Mae Magourik is an eighty-one year old woman who was placed in hospice by her granddaughter. The granddaughter ordered that Mrs. Magourik be deprived hydration and nutrition. Ms. Magourik has a living will requiring that she not be deprived of hydration and nutrition unless she is comatose or in a vegetative state. She’s neither. She, apparently, also has not been certified as terminal (meaning that her life expectancy is six months or less). Thus, if she is receiving Medicare, the hospice is in violation of Federal laws against defrauding the government.
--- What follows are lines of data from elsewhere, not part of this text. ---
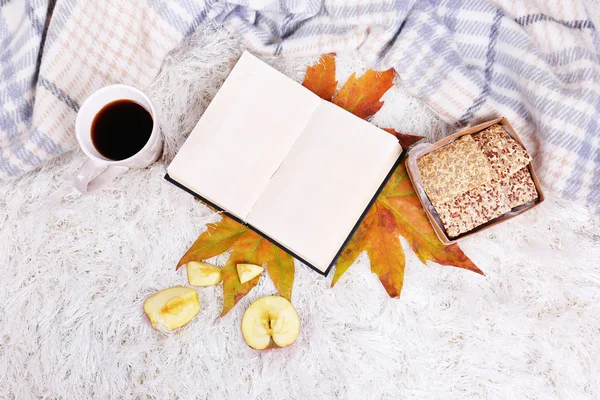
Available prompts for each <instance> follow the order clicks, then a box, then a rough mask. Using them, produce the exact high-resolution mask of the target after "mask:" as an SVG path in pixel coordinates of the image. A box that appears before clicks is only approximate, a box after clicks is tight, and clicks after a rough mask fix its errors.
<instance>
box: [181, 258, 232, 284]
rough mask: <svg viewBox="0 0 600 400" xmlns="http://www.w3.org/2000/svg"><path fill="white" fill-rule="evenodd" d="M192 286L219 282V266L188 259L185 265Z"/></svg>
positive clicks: (220, 280) (190, 282)
mask: <svg viewBox="0 0 600 400" xmlns="http://www.w3.org/2000/svg"><path fill="white" fill-rule="evenodd" d="M186 269H187V272H188V281H189V282H190V285H192V286H213V285H216V284H217V283H219V282H221V281H222V280H223V278H221V268H219V267H217V266H216V265H212V264H209V263H205V262H198V261H190V262H189V263H187V265H186Z"/></svg>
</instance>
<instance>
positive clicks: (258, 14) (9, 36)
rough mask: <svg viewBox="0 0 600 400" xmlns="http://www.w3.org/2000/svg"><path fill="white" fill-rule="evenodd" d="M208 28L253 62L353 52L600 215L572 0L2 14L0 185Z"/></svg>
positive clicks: (68, 146)
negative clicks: (523, 157)
mask: <svg viewBox="0 0 600 400" xmlns="http://www.w3.org/2000/svg"><path fill="white" fill-rule="evenodd" d="M207 20H212V21H216V22H219V23H222V24H223V25H224V26H226V27H227V28H228V29H229V30H230V31H231V32H232V33H233V34H235V35H237V36H239V37H240V38H241V39H242V40H243V41H244V43H246V44H247V45H248V46H249V47H250V49H251V50H252V51H254V52H257V53H262V54H274V55H282V56H294V55H308V54H313V55H314V54H319V53H326V52H333V51H338V52H339V51H347V50H352V49H359V51H360V52H361V53H362V54H363V55H364V57H365V59H366V60H367V61H368V62H369V63H370V64H371V65H372V66H374V67H375V68H378V69H387V68H392V67H393V68H395V69H396V71H397V73H398V76H399V83H400V84H402V85H403V86H404V87H406V88H407V89H408V90H409V91H410V93H411V94H412V95H414V96H415V97H417V98H419V99H421V100H422V101H424V102H425V103H427V104H428V105H429V106H430V107H431V108H432V109H433V110H434V111H435V112H436V113H438V114H439V115H440V116H441V117H442V118H444V119H445V120H446V121H448V122H450V123H454V124H456V125H457V126H465V125H468V124H475V123H478V122H481V121H483V120H487V119H491V118H494V117H498V116H504V117H507V118H508V119H509V120H510V121H511V124H512V125H513V126H514V127H515V128H516V129H517V130H518V132H519V134H520V136H521V137H522V139H523V140H524V142H525V145H526V147H527V149H528V150H529V151H530V152H531V153H532V155H533V157H534V162H535V165H536V168H537V169H538V171H539V175H540V177H541V178H542V184H543V186H544V187H545V188H546V189H547V190H551V191H553V192H555V193H559V194H561V195H562V196H564V197H566V198H569V199H578V200H582V201H585V202H587V203H588V204H590V205H591V206H592V207H593V208H594V209H595V210H596V211H597V212H600V127H599V125H598V121H600V40H599V37H598V33H597V31H596V27H595V26H594V24H593V23H592V22H591V21H590V20H589V19H588V16H587V12H586V9H585V6H584V4H583V3H582V2H581V0H571V1H568V2H567V1H564V0H536V1H532V0H512V1H502V2H501V1H494V0H426V1H418V0H381V1H377V0H374V1H360V0H309V1H304V0H281V1H275V0H271V1H268V0H267V1H264V0H263V1H259V0H230V1H218V0H212V1H199V0H175V1H169V2H166V1H163V0H130V1H127V2H123V1H117V0H102V1H99V0H88V1H85V2H84V1H81V0H51V1H49V0H0V41H1V42H2V46H0V61H1V64H0V76H1V78H0V98H1V99H2V104H0V178H9V177H15V176H19V175H21V174H23V173H24V172H26V171H29V170H32V169H34V168H36V167H38V166H40V165H41V164H43V163H44V161H46V160H48V159H49V158H51V157H54V156H56V155H57V154H60V153H62V152H64V151H67V150H70V149H72V148H73V147H74V146H75V140H74V132H73V122H74V119H75V114H76V112H77V108H78V105H79V104H80V103H81V101H82V100H84V99H85V97H86V96H87V95H89V94H90V93H91V92H93V91H94V90H95V89H97V88H99V87H101V86H104V85H106V84H109V83H115V82H121V83H129V84H133V85H136V86H139V87H144V86H146V85H147V84H148V83H150V81H151V80H152V78H153V77H154V75H155V74H156V73H157V71H158V69H159V67H160V64H161V61H162V59H163V58H164V56H165V55H166V54H167V52H168V51H169V50H170V49H172V48H173V47H174V46H176V45H177V43H179V42H180V40H181V39H182V38H183V37H185V36H186V35H188V34H190V33H191V32H193V31H194V30H195V29H196V27H197V26H199V25H200V24H201V23H203V22H205V21H207Z"/></svg>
Further, the granddaughter did not have a healthcare power of attorney–though she misrepresented this fact to the Hospital and the rest of the family. She provided the Hospice with a financial power of attorney–and the Hospice acted at her direction in contravention of federal and state law. I say that because, under Georgia law, the siblings have precedence over the granddaughter for making health care decisions.
The siblings and nephew discovered her ruse when the attorney for the Hospice looked at the file and discovered that the paperwork did not allow the granddaughter to make treatement decisions. The family traveled to Georgia to remove Mrs. Magouirk from the hospice in order to get treatment for her in Alabama. Also, the hospice would not insert a feeding tube until the family signed some paperwork. While the family was waiting for the attorney to arrive with the paperwork, the granddaughter went to the local probate judge and obtained emergency guardianship and a temporary restraining order preventing the family from moving Mae from the hospice.
The above facts can be found here, here and here.
As I’ve said before, I represent long term care providers. There are many people in nursing homes who have never signed powers of attorney. They are admitted, often with dementia but no legal ruling of incompetency. The responsible party (often children or siblings or other relatives) make treatment decisions or proxie decisions about advance directives. Guardianships are rarely obtained because they are expensive to obtain and maintain. Sometimes nursing homes can’t even find a family member willing to take on the responsibility of making treatment decisions. This leaves decisions about treatment and DNR orders in the hands of physicians.
When Michael Schiavo attempted to downplay the significance of withdrawing tube feedings by saying this is a common occurrence–he is correct. It is happening in health facilities throughout the country. Until Terri Schiavo, it was hidden.
Many in the health care profession think nothing of it. They have been trained in darwinistic pragmatism which holds the reductionist view that there is no value in life beyond the physical. If the physical is impaired–there is no quality of life in their view.
According to a commenter at the Anchoress, the local La Grange reporter in Georgia, Joe Martin, is laughing at those who call him asking that he dig deeper into the story about Mae. He is claiming that this is a “family matter.”
Do not be fooled by the claim that treatment decisions are just “family matters.” This is propaganda designed to cover those in the health care profession who desire autonomy to practice in a way that would horrify most of us if it were out in the open:
“Those who think hospice is the safe alternative to open euthanasia have been outfoxed. The euthanasia society has run circles around the well-meaning but naive right to lifers. So whether euthanasia is legalized openly or ‘back-doored’ through hospice, euthanasia is here, and it has been here for a long time. The National Right to Life Committee has known about the hospice killings for years, yet has refused to expose these killings.“
The reality of confining decisions like this to “the family”, is to subject grieving families to the manipulation of health providers who hold beliefs about “the quality of life.” It allows family members with unscrupulous motives and conflicts of interest to disregard the right to life of individuals–even in cases where there is a living will or advance directive requiring treatment.
Our government was designed to protect the rights of our citizens. We would not define a Muslim family’s desire to perpetuate an “honor killing” on its children as a “family matter.” We would not let a family discipline its children by causing serious bodily harm and term it a “family matter.” We would not let a husband beat his wife to death and call it a “family matter”.
Starving and thirsting a grandmother to death is not a “family matter”. It is a matter for our legislatures to address. This time, they need to get it right. Hydration and Nutrition should not be defined as “medical treatment”. Health providers should not have such total control over the health policies of our government. We need to loosen their grip.